I suspect Ms. Wilkie is struggling with the consumerist mentality that pervades this holiday season and she wants to recover some sense of a "truer", or more faithful, celebration of Christmas. As her argument goes, we as followers of Christ would have to consciously choose to celebrate the holiday by taking personal days or vacation time and therefore would be more committed to the faithful celebration of Christ's birth. There is something appealing about this suggestion.

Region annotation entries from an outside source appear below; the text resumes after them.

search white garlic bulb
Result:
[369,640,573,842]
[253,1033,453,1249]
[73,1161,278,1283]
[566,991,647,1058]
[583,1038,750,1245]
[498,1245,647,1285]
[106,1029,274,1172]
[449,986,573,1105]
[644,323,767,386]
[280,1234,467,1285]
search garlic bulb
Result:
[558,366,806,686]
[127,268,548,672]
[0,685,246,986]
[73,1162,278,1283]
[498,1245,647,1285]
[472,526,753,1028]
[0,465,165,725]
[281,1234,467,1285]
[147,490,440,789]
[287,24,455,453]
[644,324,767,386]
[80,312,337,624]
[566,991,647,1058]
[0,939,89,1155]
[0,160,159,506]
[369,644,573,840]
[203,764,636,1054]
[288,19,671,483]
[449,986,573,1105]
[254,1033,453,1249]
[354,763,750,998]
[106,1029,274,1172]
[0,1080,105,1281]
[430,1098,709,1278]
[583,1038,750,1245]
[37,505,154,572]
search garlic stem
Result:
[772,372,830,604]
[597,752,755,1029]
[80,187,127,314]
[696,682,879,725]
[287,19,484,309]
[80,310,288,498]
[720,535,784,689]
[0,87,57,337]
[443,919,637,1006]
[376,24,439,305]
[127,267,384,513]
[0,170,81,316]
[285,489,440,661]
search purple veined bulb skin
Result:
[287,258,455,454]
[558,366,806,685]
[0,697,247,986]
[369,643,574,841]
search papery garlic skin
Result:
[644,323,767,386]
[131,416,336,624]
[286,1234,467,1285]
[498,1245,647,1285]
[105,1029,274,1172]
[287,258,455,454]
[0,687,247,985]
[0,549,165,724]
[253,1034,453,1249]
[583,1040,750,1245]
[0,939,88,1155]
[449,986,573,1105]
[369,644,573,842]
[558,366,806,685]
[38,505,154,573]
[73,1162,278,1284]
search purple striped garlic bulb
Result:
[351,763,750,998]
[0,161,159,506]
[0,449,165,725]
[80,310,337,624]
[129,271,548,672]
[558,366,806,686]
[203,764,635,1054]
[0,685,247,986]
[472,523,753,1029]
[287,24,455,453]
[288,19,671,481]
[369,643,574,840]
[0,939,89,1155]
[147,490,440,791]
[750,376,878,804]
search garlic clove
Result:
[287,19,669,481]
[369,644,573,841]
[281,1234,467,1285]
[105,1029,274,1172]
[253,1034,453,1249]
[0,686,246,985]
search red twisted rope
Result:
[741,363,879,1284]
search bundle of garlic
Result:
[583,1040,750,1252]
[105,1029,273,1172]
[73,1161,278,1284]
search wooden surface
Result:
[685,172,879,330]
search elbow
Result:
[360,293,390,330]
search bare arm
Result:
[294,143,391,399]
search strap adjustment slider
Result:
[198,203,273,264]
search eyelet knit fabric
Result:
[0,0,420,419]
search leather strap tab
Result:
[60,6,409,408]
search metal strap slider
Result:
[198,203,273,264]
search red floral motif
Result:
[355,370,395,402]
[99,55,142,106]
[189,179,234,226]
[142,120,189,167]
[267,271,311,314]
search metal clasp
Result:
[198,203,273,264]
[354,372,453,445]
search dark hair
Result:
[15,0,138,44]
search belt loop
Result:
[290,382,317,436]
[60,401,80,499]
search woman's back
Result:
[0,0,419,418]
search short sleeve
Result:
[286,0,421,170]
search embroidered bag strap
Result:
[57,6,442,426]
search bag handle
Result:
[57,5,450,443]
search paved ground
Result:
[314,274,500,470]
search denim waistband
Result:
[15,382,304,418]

What is appealing about it is not that her suggestion would work but rather that she has accurately described the problem with the culture's celebration (i.e. consumerism) of Christmas and taken a stab at a solution. While I like the idea, I personally don't think it would work because the issues that she describes are ultimately symptomatic and don't go to the source of the issue. While it would be good if we were less consumeristic, we cannot be unless we address the issues that are behind that turn to consumerism. To address those issues, then we have to turn to face the ultimate meaning questions of living - "Why am I here?" "What am I supposed to do with my life?" "Where is it all going?" "What are my relationships with other human begins to be?" These are only a few examples of the kinds of questions that I think we would have to wrestle with in order to address the deeper issue. It seems to me that we turn to consumerism in an effort to bring meaning to life when we don't have the opportunity, we don't choose to take the opportunity, and/or we don't have the skills to ask or answer those ultimate meaning questions. For the church to reclaim Christmas, or for that matter any holy day and its relevance and message of good news, then we have to reclaim teaching folks how to wrestle with those questions and help them find some answers. It won't always be easy or necessarily lead to easily found answers. But like Jacob at the Jabbok, if we don't give up the wrestling, then we'll discover a blessing in the struggle even if we walk a little gingerly afterwards.